La promotion du préservatif

"L’usage du préservatif a baissé en France comme ailleurs, selon l’enquête EPGL-2011 il est utilisé systématiquement par 55 % des HSH non infectés et par 22 % des hommes séropositifs avec une charge virale contrôlée et 13 % de ceux ayant une virémie détectable (…) Il est donc nécessaire de poursuivre la promotion du préservatif sur des bases renouvelées. Cepen­dant, il ne faut pas en attendre un impact fort sur l’inflexion de l’épidémie", indique le rapport.

Le dépistage tous les trois mois

"L’épidémie est aujourd’hui principalement alimentée par les séropositivités non diagnostiquées avec une forte transmission pendant la primo-infection (…) Une périodicité de trois mois pour tous les HSH sexuellement actifs avec un recours immédiat en cas de signes de primo-infection ou si une notion d’exposition certaine se sont dégagés de la discussion (….) L’articulation lors du counselling entre dépistage et orientation vers la PreP est évidemment essentielle. La demande de PreP et sa répétition tous les trois mois, sont aussi des occasions de dépistage du VIH notamment pour les hommes qui sont les plus exposés", explique le rapport.

S’adresser aux jeunes gays

"L’aug­mentation des nouvelles infections chez les moins de 25 ans incite à déployer vers eux une action spécifique en commençant par les étudiants au sein des universités et des écoles post-bac avec des méthodes à inventer sur les campus et sur les territoires numériques. Il s’agit de les sensibiliser à une problématique qui les concerne tout en mettant en avant les ressources nouvelles pour fabri­quer les stratégies préventives qui leur conviennent", explique le rapport.

Une approche de réduction des risques du ChemSex

"La pratique associant la prise de produits psychoactifs et les rapports sexuels, souvent en groupe, préoccupe les médecins et les associations investies auprès des HSH. Elle facilite la baisse de vigilance, la transmission sexuelle du VIH et des IST, y compris de l’hépatite C par mise en commun de seringue ou de paille, la survenue d’abcès aux sites d’injection et peut conduire à d’authentiques addictions", indique le rapport. "Il existe (…) les conditions d’une structuration d’une réponse de réduction des risques qui pour­rait associer l’information des équipes de soins et des addictologues, l’élaboration de conseils préventifs, un forum de "slameurs", le renforcement de l’offre addictologique (présence d’addic­tologues dans certains centres et orientation vers les services d’addictologie préparés à accueillir ces situations)".
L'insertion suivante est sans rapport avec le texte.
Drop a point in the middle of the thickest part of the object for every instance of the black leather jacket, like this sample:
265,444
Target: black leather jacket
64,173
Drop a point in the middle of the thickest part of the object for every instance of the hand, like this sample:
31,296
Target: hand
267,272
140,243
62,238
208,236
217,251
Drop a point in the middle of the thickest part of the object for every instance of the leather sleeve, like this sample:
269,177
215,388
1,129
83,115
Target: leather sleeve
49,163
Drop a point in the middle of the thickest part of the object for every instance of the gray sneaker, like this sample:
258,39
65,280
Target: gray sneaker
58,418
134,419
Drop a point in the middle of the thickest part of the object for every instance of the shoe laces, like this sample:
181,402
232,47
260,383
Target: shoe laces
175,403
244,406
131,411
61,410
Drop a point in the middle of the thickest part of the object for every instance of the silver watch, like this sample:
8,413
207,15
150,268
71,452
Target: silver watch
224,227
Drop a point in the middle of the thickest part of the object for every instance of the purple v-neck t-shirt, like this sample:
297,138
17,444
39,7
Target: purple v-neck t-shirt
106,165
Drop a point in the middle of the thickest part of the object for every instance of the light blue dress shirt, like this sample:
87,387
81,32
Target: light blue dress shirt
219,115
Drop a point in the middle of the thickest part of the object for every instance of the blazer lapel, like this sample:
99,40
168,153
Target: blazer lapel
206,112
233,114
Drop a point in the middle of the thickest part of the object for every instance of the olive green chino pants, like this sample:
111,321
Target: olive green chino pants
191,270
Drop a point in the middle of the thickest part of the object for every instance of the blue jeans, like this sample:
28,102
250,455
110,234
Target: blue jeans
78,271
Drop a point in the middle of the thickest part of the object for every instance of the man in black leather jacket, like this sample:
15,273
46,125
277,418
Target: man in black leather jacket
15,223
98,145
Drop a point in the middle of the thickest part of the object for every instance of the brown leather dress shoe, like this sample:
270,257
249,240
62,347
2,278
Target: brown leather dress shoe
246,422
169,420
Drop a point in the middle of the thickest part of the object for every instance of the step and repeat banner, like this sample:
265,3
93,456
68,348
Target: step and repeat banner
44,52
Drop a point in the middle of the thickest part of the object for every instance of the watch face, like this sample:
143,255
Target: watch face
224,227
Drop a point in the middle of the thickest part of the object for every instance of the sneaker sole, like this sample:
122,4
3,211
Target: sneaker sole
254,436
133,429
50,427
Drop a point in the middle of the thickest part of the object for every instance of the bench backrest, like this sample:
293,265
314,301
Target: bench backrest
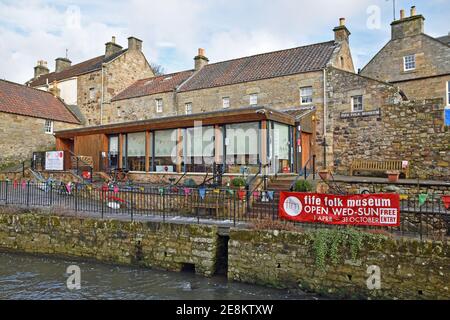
378,165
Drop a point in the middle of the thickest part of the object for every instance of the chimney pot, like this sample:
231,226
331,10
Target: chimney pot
40,69
341,33
62,64
134,44
200,60
112,47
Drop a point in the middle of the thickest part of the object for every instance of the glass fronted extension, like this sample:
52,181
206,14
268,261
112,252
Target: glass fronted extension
195,149
239,140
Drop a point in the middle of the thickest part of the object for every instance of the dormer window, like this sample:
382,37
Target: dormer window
253,99
159,106
409,62
357,104
306,95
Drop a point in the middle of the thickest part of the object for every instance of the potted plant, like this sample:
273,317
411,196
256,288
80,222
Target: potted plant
393,175
325,174
238,183
303,186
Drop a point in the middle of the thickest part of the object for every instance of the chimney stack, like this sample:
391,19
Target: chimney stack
200,60
112,47
408,26
134,44
62,64
341,33
40,69
54,89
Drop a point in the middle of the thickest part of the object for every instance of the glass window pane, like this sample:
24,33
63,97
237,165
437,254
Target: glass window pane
242,147
136,151
166,150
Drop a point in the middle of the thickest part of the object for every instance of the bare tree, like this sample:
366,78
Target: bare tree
158,70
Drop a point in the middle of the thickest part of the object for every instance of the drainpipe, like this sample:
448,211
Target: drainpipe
324,117
102,98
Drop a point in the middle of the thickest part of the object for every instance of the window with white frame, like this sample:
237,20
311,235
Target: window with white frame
48,127
448,93
306,95
226,102
91,94
188,108
159,105
253,99
357,104
409,62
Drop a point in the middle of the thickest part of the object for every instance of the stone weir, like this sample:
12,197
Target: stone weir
340,263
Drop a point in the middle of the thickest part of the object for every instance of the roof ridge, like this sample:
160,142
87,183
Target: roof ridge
25,86
270,52
73,66
164,75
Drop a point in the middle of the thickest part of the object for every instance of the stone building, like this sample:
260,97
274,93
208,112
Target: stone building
91,84
414,61
28,119
291,79
374,120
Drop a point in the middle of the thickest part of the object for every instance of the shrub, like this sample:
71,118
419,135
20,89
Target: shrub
238,182
303,186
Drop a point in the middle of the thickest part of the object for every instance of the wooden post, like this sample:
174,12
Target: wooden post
120,151
179,149
264,142
218,141
147,151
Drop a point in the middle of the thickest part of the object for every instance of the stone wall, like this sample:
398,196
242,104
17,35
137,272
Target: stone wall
409,269
20,136
411,130
117,75
149,244
432,59
141,108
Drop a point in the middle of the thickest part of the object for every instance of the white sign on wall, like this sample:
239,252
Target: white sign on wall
54,161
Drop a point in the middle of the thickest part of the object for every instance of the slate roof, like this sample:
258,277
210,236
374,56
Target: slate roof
262,66
154,85
75,70
22,100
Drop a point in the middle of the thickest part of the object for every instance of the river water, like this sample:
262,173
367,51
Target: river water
35,277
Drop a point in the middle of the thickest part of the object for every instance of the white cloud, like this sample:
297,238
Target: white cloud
172,30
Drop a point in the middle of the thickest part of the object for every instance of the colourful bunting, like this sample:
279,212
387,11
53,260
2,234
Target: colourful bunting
446,200
422,199
202,193
187,191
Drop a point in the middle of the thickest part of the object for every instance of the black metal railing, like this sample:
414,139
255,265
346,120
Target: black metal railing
423,218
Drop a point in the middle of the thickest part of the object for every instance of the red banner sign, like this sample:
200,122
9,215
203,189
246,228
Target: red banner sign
361,209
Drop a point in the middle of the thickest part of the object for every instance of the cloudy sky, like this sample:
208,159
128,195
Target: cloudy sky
172,30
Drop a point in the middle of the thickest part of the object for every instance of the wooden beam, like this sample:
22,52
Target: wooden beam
120,151
179,150
264,142
147,151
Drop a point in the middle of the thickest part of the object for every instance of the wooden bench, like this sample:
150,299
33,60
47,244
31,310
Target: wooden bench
379,166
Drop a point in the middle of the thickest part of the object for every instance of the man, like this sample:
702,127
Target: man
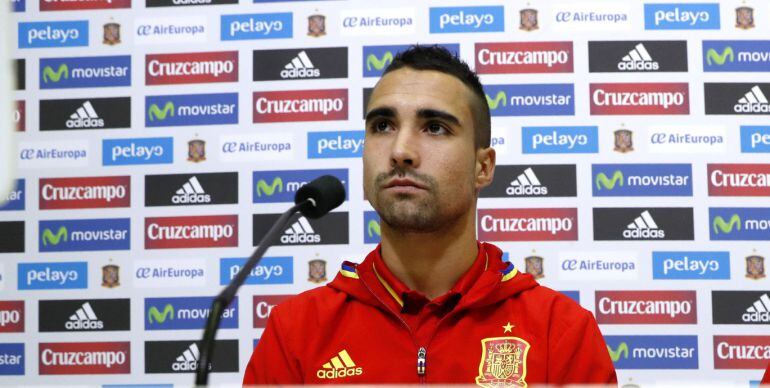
430,304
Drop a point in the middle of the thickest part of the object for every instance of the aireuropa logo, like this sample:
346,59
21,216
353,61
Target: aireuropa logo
736,55
191,232
640,99
280,186
522,181
545,224
737,98
53,276
185,313
741,351
85,72
105,234
300,64
646,307
84,315
643,224
681,16
300,105
560,140
337,144
653,351
191,109
85,358
72,33
641,180
191,68
637,56
330,229
467,19
271,270
531,99
377,58
256,26
691,265
135,151
524,57
732,223
85,192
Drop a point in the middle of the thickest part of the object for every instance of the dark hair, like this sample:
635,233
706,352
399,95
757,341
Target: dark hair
438,58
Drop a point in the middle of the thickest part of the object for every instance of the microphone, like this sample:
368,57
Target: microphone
313,200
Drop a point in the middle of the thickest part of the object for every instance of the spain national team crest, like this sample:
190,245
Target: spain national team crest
503,362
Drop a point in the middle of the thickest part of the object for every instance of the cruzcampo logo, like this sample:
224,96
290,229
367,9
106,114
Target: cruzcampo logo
154,315
269,190
720,225
713,57
154,112
50,238
55,76
603,181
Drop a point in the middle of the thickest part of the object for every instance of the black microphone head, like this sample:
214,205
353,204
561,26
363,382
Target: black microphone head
327,192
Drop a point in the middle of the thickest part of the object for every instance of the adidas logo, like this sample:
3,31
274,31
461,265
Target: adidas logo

Des services dédiés à la santé sexuelle des HSH

"Les besoins des HSH en matière de santé sexuelle sont spécifiques : être compris dans les situations ou questions exprimées, ne pas être jugé, être correctement examiné, être correctement dépisté pour les IST, être conseillé quant aux situations sexuelles vécues, être efficacement soigné (…) Les services dédiés doivent être soutenus financièrement à la hauteur des besoins et des services proposés qui associent soin et prévention".

Les migrants d’Afrique sub-saharienne et d’autres régions du monde

L’enjeu est de mettre à disposition des populations d’Afrique sub-saharienne les moyens de la pré­vention combinée, c’est-à-dire d’agir sur leurs conditions de vie, d’amener ces moyens aux individus et aux populations et d’en assurer la disponibilité réelle.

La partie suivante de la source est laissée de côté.